Most advertisers can tell you that duplicating a campaign does, on occasion, increase its reach and generate more traffic. They’ll also let you know you that campaigns can fail for a variety of reasons, not just a bad ad creative.

 

Finally, there’s a huge amount of traffic accessible below Facebook’s suggested minimum bid. In fact, many campaigns with large enough audiences can reach their daily budget with a bid that’s well below the recommended amount provided by Facebook’s algorithm.

 

Facebook’s advice isn’t necessarily bad, but it isn’t completely accurate either. It’s hard to tell if the support provided to advertisers is inaccurate on purpose in order to encourage advertisers to spend more, or if it’s simply the result of limited training for Facebook’s ad support team.
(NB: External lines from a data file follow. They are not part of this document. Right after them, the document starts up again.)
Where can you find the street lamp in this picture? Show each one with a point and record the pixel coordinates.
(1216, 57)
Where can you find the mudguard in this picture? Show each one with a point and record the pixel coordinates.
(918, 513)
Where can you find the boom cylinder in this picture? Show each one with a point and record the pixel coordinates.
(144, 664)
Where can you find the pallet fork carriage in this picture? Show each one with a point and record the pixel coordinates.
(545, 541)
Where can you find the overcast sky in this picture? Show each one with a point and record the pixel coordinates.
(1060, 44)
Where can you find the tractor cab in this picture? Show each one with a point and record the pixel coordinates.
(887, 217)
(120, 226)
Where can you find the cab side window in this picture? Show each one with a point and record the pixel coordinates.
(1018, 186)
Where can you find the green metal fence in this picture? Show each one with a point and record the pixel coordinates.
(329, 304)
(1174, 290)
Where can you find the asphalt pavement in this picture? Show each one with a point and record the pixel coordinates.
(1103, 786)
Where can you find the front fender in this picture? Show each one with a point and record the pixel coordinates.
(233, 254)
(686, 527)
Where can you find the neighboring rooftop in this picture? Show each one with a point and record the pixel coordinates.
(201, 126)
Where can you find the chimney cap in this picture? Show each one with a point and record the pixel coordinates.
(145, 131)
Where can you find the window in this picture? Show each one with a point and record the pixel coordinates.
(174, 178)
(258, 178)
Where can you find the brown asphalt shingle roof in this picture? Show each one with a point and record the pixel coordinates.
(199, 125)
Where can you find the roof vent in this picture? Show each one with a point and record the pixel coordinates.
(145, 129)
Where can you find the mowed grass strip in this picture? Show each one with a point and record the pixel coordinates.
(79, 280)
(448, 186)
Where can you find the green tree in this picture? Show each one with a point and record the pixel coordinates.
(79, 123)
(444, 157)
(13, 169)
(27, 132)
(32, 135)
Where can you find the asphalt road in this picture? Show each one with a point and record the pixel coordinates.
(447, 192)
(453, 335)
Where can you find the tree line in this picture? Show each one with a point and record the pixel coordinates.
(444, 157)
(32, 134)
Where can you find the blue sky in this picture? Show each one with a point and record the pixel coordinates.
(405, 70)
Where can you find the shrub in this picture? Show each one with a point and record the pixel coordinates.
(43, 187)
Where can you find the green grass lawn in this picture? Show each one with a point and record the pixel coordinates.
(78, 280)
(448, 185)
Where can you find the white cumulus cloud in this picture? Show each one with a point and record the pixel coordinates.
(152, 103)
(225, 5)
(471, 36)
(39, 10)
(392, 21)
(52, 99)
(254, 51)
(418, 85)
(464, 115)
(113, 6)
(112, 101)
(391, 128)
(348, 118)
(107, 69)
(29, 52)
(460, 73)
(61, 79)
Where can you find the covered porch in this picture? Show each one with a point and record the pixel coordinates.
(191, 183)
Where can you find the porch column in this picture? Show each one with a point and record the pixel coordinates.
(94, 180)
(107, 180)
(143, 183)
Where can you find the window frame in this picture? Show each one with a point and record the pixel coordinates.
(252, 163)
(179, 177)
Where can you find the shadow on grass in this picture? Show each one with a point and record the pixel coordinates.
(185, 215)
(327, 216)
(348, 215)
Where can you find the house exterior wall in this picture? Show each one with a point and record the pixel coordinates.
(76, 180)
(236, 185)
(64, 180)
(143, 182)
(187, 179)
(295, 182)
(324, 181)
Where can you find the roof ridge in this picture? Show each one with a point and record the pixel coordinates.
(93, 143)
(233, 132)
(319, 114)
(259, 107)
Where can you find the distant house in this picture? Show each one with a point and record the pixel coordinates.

What to do with your stuck Facebook Campaigns?

 

Our friends at MedieJobb.info do their fair share of Facebook advertising and were recently offered their own Facebook account rep. Their rep provided insights and advice to help them improve their campaign performance, generate more revenue from Facebook, and achieve a higher ROI.

 

The Facebook duplicate campaign experiment

Despite the close support, MedieJobb’s campaigns were still reaching a threshold they could not overcome. To see if their rep’s advice was accurate (specifically, that duplicating campaigns doesn’t help), they took two campaigns -- one mobile and one desktop -- that were spending about three euros per day.

 

They duplicated the campaigns without changing anything. No adjustments were made to bids, targeting options or any other settings that could affect ad delivery or performance. All ad creatives were left exactly as they originally were, without any changes to images or ad copy.

 

Contrary to Facebook’s advice, things changed very quickly. Within a few minutes, they got their first impressions on the duplicated campaigns. Within a few hours, traffic skyrocketed without an adjustment to their bids or targeting settings.

Talk about a sudden increase in traffic! Contrary to what Facebook’s support team says, making duplicate campaigns produced an obvious increase in traffic compared to the original campaign.

 

Results

 

Within a couple of hours of duplicating the existing campaign, its total spend skyrocketed to 100 euros. This is more than 100 times the previous average daily spend of the campaign.

When does it help to duplicate a Facebook campaign, and when doesn’t it work?

 

Newly launched campaigns are given a burst of impressions by Facebook so that their average clickthrough rate and eCPM can be calculated. If an ad performs well right from the beginning, it can receive a flood of impressions and a spike in traffic like Mediejobb’s duplicated campaign.

 

Even with a great ad creative, your campaign could fail to get any traffic if it doesn’t generate a strong clickthrough rate within its first 1,000 impressions. Duplicating ads is a simple fix for Facebook’s overly aggressive optimization system, which quickly punishes low-performing ad creatives.

 

But it's not just about reach. Average CPCs on the duplicated campaign were 50% lower than the average for the account, indicating that the ad’s performance had an obvious impact on pricing.

Conclusion

If your Facebook Ads campaign isn’t performing as expected, it might be best to take the advice of their support team with a grain of salt. Instead of relying on support for insight and help, carry out your own tests with a limited budget to discover the keys to a successful campaign.